The US investor has called on Simon Robertson, the bank's senior independent non-executive director, to review HSBC's entire strategy. "Does it have such a surfeit of management resources and capital that it can afford to be in so many countries and products at the same time?" Mr Suarez said.
Activist investors have come to the fore in recent months. The Children's Investment Fund called on ABN Amro to break itself up, prompting a bidding war for the Dutch bank between Barclays and Royal Bank of Scotland.
HSBC, which is in 83 countries, said it had record first-half results, despite rising bad debts in the US, and had refocused on Asia.

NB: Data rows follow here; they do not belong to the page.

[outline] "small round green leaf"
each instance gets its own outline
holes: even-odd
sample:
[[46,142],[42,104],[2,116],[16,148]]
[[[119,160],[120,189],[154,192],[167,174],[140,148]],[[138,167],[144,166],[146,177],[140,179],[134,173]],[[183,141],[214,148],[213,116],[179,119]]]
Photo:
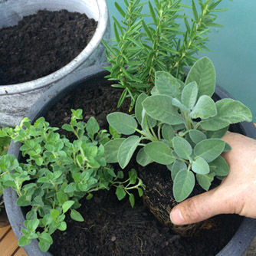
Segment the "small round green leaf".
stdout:
[[156,120],[171,125],[182,123],[183,119],[172,101],[170,96],[153,95],[144,100],[143,106],[146,113]]
[[123,185],[120,185],[116,190],[116,195],[118,200],[122,200],[126,195],[125,190],[123,189]]
[[133,134],[137,128],[136,120],[125,113],[111,113],[107,116],[107,120],[113,129],[122,134]]
[[189,130],[189,134],[192,141],[195,144],[207,139],[206,135],[198,130]]
[[84,222],[83,216],[74,209],[71,209],[71,217],[77,222]]
[[191,145],[182,137],[174,137],[172,139],[172,145],[175,153],[181,158],[189,159],[192,153]]
[[65,213],[74,204],[74,201],[67,201],[62,205],[63,212]]
[[222,156],[218,156],[210,162],[211,166],[216,166],[214,172],[218,176],[226,176],[229,173],[229,166],[226,160]]
[[104,145],[104,157],[107,162],[117,162],[117,153],[124,138],[117,138],[108,141]]
[[194,172],[199,174],[208,174],[210,172],[209,165],[202,157],[199,157],[192,162],[192,169]]
[[185,199],[192,192],[195,186],[195,176],[192,172],[180,170],[173,182],[173,195],[179,202]]
[[196,180],[202,189],[208,191],[211,186],[212,182],[213,181],[215,174],[213,172],[207,175],[196,175]]
[[195,107],[190,113],[192,118],[207,119],[217,115],[215,103],[207,96],[202,95],[199,97]]
[[196,82],[191,82],[187,84],[182,94],[182,103],[189,110],[192,110],[197,100],[199,88]]
[[136,159],[142,166],[146,166],[153,162],[151,158],[145,153],[143,147],[138,152]]
[[165,123],[162,126],[162,138],[166,140],[172,140],[172,138],[175,136],[175,130],[172,126],[169,124]]
[[31,242],[31,239],[28,239],[23,235],[18,239],[18,246],[23,247],[29,245]]
[[176,160],[173,162],[171,168],[172,179],[174,181],[176,174],[182,169],[186,170],[188,169],[187,165],[180,160]]
[[225,142],[220,139],[204,139],[195,145],[194,153],[209,162],[220,156],[225,149]]
[[157,163],[169,165],[176,160],[172,149],[164,143],[153,141],[146,144],[144,149],[149,157]]
[[138,136],[133,135],[123,141],[117,153],[118,162],[122,169],[128,165],[140,139]]

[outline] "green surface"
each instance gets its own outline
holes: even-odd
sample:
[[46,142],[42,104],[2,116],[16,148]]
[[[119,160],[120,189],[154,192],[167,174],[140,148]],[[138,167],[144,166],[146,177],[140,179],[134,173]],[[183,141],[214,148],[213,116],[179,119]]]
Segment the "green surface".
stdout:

"We have got a clear strategy which we are executing well," an HSBC spokesman said, pointing to growth in Asia, Latin America and investment banking. "We said they would perform and they are performing well."
The past year has been unusually troublesome for HSBC. Bad debts have rocketed at Household, the US sub-prime lender that was meant to transform the bank for the better when it was acquired in 2003. This year, investors started publicly questioning the bank's strategy, saying it had neglected Asia and emerging markets by building up in the US, France and other developed economies.
Mr Green and Michael Geoghegan, the chief executive, aim to expand in Asia and emerging markets and are trying to buy a bank in Korea to plug a gap in the bank's Asian presence.
Knight Vincke, which holds less than 1 per cent of HSBC's shares, will talk to other investors to seek support for its demands.
HSBC said: "We engage with investors all the time. They generally understand the strategy very well and are supportive of it."
A shareholder with a heavy weighting in HSBC's stock said Knight Vincke would have got a better reception at the start of the year before HSBC refocused on Asia and the credit markets collapsed. "Apart from stirring the pot every few months, I'm not sure what they can do to add value for other shareholders," the investor said.